Alan James Napier (1921 - 2009)
It is with great sorrow that I have to report the passing of one of our founding members. Alan Napier passed away on 27 October 2009 age 88.
Alan was born on 5 March 1921 in Woolwich, London and was the third child to John and Frances Napier. John was a merchant seaman and Frances used to cook for a group of doctors during the war, a job she kept going until she retired. Educated at Shooters Hill Boys Grammar, Alan left at 16 to work in London trading in coal. At 18, much to his mothers dismay, he joined the Service and spent time in Egypt, Ceylon and Burma. Alan wanted to fly but due to colour blindness became an aircaft engineer. He was on 30 Squadron in Ratmalana and spent a lot of his free time with the children at the local school for the blind and left a bequest in his will to the school in "recognition of the valuable help the school gave the Squadron whilst stationed nearby". Alan revisited Sri Lanka with his friend Ben Lugg and this was the inspiration Alan needed to set about finding lost colleagues. He took the first steps by placing an ad in the 'National Press' and much to his surprise and delight the '30 Squadron Reunion' was born.

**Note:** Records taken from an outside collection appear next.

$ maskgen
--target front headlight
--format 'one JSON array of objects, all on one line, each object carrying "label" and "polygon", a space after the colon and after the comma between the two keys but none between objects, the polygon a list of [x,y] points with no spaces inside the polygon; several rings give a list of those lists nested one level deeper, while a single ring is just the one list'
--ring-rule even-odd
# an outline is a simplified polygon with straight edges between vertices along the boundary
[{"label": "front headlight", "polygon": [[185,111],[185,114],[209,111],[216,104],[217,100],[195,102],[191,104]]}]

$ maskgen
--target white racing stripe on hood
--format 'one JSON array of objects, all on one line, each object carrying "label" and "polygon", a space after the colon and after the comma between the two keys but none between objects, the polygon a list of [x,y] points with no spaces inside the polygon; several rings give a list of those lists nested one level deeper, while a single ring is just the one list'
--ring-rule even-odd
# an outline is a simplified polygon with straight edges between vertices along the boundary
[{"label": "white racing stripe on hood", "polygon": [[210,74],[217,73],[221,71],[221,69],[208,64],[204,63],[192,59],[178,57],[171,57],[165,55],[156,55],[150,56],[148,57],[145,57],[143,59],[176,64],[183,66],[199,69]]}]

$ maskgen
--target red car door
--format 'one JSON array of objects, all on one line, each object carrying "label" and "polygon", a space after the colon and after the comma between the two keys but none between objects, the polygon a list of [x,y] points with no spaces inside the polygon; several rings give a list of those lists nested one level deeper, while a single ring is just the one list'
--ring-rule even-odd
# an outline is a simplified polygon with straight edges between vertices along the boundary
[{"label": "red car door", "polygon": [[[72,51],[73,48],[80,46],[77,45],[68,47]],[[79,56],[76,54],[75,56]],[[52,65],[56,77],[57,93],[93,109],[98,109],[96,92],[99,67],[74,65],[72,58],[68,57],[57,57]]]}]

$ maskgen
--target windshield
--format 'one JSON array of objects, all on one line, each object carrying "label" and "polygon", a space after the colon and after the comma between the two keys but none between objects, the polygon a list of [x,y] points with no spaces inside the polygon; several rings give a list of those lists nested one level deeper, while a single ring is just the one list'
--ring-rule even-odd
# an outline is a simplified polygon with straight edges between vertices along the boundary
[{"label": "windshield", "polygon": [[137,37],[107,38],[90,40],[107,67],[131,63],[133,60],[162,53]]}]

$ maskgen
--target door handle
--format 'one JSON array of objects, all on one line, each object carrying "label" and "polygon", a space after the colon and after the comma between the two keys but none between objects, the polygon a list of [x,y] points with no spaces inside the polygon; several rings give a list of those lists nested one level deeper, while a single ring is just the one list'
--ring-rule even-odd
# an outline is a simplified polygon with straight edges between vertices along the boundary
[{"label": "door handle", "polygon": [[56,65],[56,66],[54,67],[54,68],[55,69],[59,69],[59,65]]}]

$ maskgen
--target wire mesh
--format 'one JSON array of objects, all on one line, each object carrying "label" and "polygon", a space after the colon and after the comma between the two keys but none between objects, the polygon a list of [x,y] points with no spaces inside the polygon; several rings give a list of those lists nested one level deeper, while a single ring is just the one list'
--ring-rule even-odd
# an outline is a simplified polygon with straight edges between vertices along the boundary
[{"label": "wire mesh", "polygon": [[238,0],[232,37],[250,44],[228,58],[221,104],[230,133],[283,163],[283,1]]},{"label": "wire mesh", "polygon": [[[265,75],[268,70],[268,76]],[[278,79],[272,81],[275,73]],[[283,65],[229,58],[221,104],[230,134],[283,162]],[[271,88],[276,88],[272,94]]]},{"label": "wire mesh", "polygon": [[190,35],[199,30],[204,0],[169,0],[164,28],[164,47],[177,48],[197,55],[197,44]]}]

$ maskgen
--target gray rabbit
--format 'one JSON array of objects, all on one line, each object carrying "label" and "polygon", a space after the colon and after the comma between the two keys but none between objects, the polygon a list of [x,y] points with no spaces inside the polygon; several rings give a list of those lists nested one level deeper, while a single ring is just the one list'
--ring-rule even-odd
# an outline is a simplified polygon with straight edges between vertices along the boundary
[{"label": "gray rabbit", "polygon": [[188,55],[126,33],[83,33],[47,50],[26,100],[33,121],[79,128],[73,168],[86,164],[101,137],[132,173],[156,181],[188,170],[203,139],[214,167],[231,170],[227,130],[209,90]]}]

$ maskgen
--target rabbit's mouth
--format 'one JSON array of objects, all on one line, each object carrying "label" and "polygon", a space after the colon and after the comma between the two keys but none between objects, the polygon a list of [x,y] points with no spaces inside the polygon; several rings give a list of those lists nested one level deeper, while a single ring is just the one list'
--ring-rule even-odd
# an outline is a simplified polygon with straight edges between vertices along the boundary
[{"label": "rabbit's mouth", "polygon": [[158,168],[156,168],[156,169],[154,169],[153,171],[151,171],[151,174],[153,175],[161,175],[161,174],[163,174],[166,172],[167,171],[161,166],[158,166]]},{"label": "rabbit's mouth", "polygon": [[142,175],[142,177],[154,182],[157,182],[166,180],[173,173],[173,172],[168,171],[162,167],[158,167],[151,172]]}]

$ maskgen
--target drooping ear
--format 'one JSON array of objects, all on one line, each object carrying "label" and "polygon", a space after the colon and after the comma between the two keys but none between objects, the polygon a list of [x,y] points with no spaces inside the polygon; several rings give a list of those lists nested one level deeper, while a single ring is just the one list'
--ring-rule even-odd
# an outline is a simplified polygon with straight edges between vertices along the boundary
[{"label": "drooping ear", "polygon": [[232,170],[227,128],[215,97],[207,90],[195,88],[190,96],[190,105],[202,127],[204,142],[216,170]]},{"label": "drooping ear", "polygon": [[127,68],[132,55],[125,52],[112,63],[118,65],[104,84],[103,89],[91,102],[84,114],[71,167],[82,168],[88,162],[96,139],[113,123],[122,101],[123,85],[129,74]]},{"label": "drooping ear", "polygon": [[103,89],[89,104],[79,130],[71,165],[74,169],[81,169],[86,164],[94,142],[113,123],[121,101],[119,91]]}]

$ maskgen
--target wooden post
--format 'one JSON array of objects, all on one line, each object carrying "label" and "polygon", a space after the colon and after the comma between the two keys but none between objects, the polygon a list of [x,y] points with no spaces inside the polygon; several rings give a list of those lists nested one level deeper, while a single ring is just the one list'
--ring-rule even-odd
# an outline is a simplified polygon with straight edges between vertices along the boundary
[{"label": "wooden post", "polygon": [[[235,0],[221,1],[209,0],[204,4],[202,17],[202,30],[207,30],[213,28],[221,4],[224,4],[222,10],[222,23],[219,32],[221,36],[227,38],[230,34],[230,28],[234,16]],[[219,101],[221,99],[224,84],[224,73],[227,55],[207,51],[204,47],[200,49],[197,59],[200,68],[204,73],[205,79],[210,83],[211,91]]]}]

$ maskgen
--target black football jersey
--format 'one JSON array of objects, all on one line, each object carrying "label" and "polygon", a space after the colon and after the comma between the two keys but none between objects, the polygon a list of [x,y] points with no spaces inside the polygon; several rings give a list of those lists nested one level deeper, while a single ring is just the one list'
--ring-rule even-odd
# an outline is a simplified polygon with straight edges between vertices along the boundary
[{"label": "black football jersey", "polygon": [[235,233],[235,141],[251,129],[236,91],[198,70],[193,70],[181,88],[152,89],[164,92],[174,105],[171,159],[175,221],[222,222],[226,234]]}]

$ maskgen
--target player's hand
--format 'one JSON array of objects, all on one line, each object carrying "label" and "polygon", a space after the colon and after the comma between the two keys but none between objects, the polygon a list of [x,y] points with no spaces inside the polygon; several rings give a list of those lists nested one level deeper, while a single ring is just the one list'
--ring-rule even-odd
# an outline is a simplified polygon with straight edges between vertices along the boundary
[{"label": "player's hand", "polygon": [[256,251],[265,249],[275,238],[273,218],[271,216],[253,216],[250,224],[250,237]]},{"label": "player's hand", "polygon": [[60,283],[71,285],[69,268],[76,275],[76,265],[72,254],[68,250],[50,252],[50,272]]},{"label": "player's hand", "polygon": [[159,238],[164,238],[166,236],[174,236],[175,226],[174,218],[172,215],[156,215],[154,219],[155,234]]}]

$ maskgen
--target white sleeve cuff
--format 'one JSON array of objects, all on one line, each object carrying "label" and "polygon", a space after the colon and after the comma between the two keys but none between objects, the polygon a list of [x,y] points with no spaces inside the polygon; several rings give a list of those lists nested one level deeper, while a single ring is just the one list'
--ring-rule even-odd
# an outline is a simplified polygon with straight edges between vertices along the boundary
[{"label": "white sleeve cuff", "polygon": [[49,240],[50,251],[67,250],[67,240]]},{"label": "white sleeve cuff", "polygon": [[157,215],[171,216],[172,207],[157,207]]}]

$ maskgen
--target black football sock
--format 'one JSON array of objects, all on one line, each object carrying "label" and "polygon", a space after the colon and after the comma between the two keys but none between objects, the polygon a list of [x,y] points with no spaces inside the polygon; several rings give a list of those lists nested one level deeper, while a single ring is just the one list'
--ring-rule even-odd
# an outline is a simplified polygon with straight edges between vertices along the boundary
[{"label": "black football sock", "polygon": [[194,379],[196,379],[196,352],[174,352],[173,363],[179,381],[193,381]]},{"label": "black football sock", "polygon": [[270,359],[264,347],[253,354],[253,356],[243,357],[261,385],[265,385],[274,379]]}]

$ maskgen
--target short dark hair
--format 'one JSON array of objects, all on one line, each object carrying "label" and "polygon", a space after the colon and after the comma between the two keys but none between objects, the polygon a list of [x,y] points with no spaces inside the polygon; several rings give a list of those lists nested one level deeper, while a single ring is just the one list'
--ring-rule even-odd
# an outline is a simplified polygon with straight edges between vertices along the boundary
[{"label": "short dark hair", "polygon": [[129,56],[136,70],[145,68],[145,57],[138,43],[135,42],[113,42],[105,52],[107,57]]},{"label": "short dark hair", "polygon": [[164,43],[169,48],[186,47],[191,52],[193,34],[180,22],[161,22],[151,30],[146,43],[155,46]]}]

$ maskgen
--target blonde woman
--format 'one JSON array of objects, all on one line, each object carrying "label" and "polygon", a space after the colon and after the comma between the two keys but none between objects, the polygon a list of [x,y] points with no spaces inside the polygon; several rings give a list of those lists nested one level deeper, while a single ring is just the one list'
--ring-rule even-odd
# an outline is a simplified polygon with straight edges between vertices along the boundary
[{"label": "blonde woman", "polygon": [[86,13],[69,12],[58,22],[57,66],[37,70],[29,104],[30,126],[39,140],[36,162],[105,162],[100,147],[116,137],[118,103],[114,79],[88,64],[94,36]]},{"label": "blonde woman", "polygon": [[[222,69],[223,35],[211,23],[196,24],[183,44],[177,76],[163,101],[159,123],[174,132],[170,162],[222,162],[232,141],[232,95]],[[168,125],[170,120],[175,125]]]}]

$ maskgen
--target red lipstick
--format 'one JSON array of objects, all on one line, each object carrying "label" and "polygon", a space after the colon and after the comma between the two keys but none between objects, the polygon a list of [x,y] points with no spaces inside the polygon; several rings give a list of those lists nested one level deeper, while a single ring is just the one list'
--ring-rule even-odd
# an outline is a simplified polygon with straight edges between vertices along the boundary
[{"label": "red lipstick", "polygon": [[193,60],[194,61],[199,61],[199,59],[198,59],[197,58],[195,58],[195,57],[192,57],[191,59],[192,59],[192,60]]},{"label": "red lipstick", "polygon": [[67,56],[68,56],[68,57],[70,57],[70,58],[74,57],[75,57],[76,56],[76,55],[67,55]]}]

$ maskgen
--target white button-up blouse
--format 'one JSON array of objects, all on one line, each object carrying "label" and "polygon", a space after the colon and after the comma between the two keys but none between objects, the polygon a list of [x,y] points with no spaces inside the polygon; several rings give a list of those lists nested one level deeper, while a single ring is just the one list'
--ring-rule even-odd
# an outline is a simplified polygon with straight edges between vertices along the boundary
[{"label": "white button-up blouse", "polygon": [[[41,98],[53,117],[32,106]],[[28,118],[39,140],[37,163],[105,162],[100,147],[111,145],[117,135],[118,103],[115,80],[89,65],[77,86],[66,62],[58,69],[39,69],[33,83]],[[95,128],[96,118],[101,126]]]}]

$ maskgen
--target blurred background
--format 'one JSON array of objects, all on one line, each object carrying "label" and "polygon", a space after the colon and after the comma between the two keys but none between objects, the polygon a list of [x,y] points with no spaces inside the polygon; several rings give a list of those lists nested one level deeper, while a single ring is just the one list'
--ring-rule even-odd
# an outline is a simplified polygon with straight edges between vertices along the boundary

John Bell, Life President of the Association and 30 Sqn Commanding Officer at the time remembers the start of the Association well:
"...someone on the Squadron handed me a copy of the RAF News with a notice in it saying that ex-2nd WW 30 Sqn members were invited to meet up at a pub in London. We got in touch (1984), went to their meeting, and together we decided to hold a 70th reunion at Lyneham the following year. Alan had set up the London reunion and was instrumental in organising things and has been a stalwart member of the Association over the years." - John Bell
After leaving the Service, Alan joined the Civil Service where he met Sylvia. In 1951 they married and set up home in Little Heath, Charlton. In the late 70's Alan's work ethos was rewarded by the award of an Imperial Service Order and retired from the Civil Service in the early 80's. His hobbies included gardening, rugby, where he was interested in the pursuits of Blackheath RFC, and supported Charlton FC all his life with his father-in-law. Perhaps his greatest passion was his family. Geraldine, his eldest daughter, remembers him as a very loving father and grandfather, always considerate and more than happy to help out - specializing in 'Dad's Cabs' whenever the need arose! This coupled with his "infectious sense of humour" made him a terriffic dad and grandfather to our children", said Geraldine.
Alan died of heart failure at the local Kent and Canterbury Hospital and was buried on the 9 November 2009. Although it was a wet Monday, "The sun broke through just at the right moment" remembers Gerry.
When Geraldine was asked how she would sum up her father she said,
"Dad was a quiet, well liked man who shunned the limelight, always put others first, was committed to all that he did, most of all to his family. I am proud to be his daughter"
Alan leaves behind his loving wife Sylvia and his 2 daughters Geraldine and Jacqueline.